По утрам Жмых шёл вдоль настила от старших, спавших у дальнего края, к подросткам на отжимках. Одного окликал, другого пинал сапогом. Под Тита он подсовывал край лопаты и сдвигал, будто товар, лёгший не на своё место.

— Вставай, отжимка. Торф ждать не станет.

Лопата холодила бок сквозь рубаху. Тит садился, оглядывал серое утро и лишь потом поднимался со штабеля под навесом. За ночь брикеты отдавали телу остаток дневного тепла сушильни и вытягивали его собственное; к рассвету человек и торф становились одной сухой породой. Рёбра ныли там, где пришлись на острые грани, но Тит не называл это болью. Таково место, на котором спишь.

Раньше Жмыха Тита будила вода. Сквозь дыру в дранке капало в бочку — всю ночь, через равные доли времени: тук да тук. За годы он выучил этот счёт и просыпался за каплю до старшого, зная по числу ударов, скоро ли свет.

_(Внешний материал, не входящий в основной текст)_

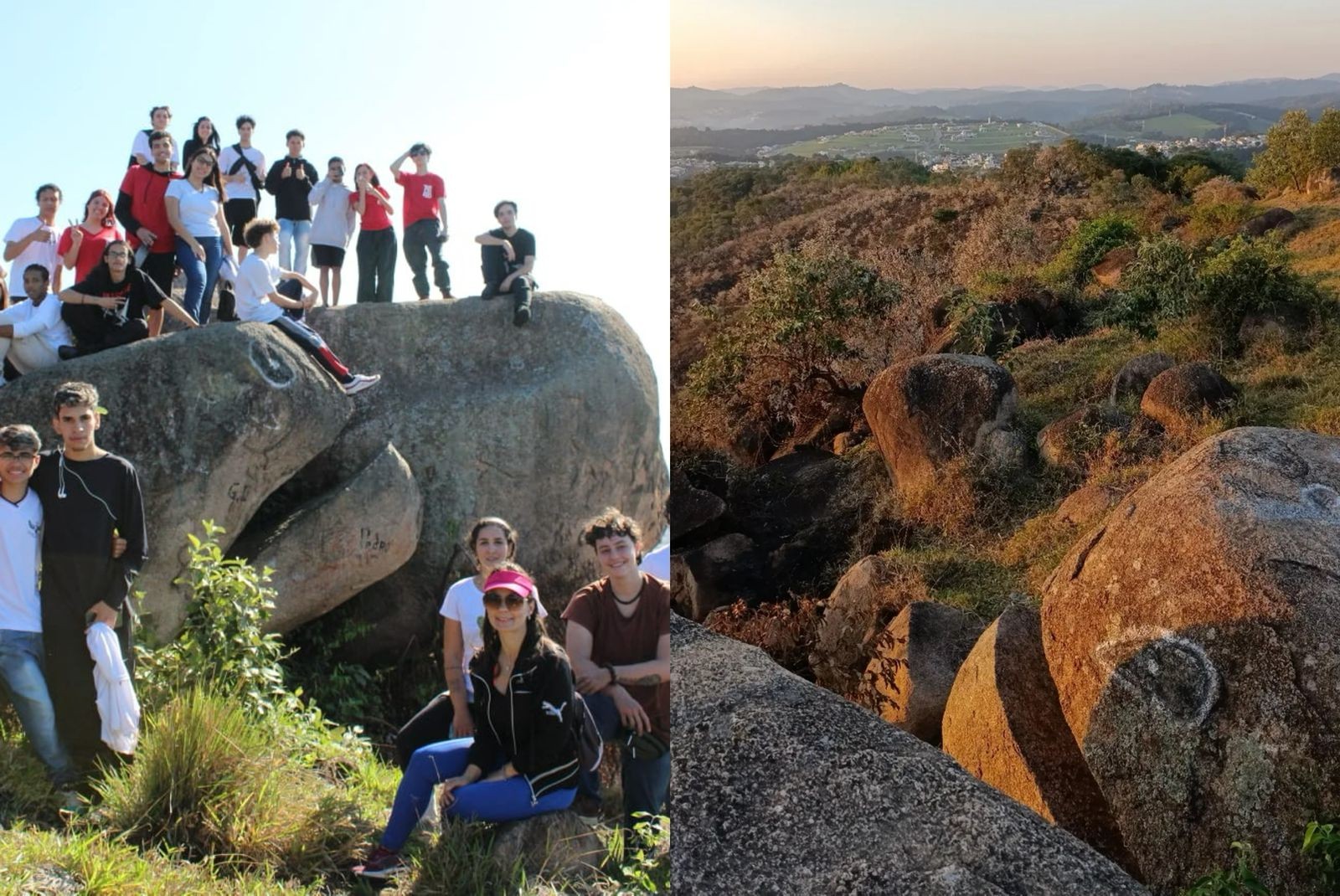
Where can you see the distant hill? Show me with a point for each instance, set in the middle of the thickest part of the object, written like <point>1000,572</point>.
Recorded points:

Сегодня их было меньше: дождя не было, торф не отсырел, мять его будет тяжелее, а за плохо размятый Жмых спросит строже. Тит знал это прежде, чем открыл глаза, и лежал до самой лопаты.

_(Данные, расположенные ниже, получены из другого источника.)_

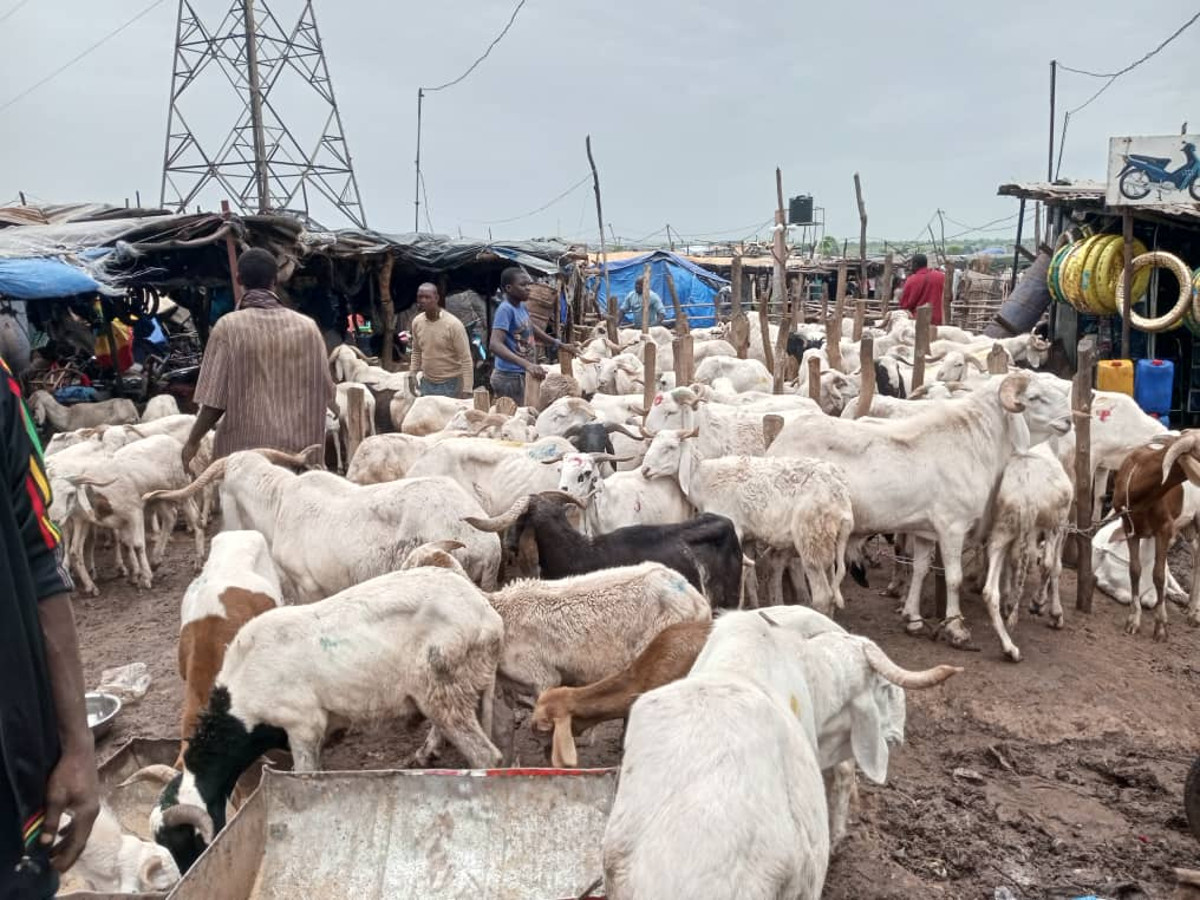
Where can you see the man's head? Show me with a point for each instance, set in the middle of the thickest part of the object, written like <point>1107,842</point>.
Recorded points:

Когда он сходил с настила, дальний рукав Ирмы стоял высоко и чёрно, держа на себе плоты, лачуги и людей. Мостки скрипели под ногой. Сваи обросли слизью до отметины половодья: ниже она была старой, бурой, выше — свежей, зелёной. По этой границе Тит узнавал уровень воды, не глядя на реку. Под плотами хлюпало; сквозь кислый запах сырого рыжего торфа тянуло тиной и чем-то стылым, чему он не знал имени и звал про себя водяным духом.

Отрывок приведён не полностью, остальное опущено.